2tbsp.olive oil (1tbsp. for shrimps and 1 tbsp. for the dressing)
Finely chop garlic cloves. Separate basil leaves from stalks and leave them for later. Chop basil stalks into small pieces.
Peele the shrimps (I like to leave tales in), devein by making a slight cut along the backs. Wash shrimps by running them under cold water; get rid of the liquid by patting them with paper towels.
Heat oil in a skillet on the heat. Add chopped garlic and basils stalks. Stir them for about 10 seconds. Let them release all the flavors to the oil. Place shrimps on the skillet; add salt and pepper. Cook each side for 2-3 minutes until shrimps are pink and firm.
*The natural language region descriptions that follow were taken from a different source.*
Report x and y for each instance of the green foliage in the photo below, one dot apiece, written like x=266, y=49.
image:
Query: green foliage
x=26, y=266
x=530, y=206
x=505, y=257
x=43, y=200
Now let’s cut veggies. I tried something new here. Peeled cucumbers, scooped inside seeds out and cut them in slices (ass inside contains mainly water, cucumbers cut in classic way can make a salad soggy). Cut avocado the shape you want after peeling and pitting it.
Combine chopped avocado, cucumber and shrimps in the serving bowl. Add lime zest and lime juice to the mixture.
You have basil leaves in the salad chopped or uncut. I tend to use whole leave as they add more color to the salad. Season with salt and freshly ground black pepper (I also added some paprika). Pour a tablespoon of olive oil and carefully toss the salad to combine ingredients with the dressing.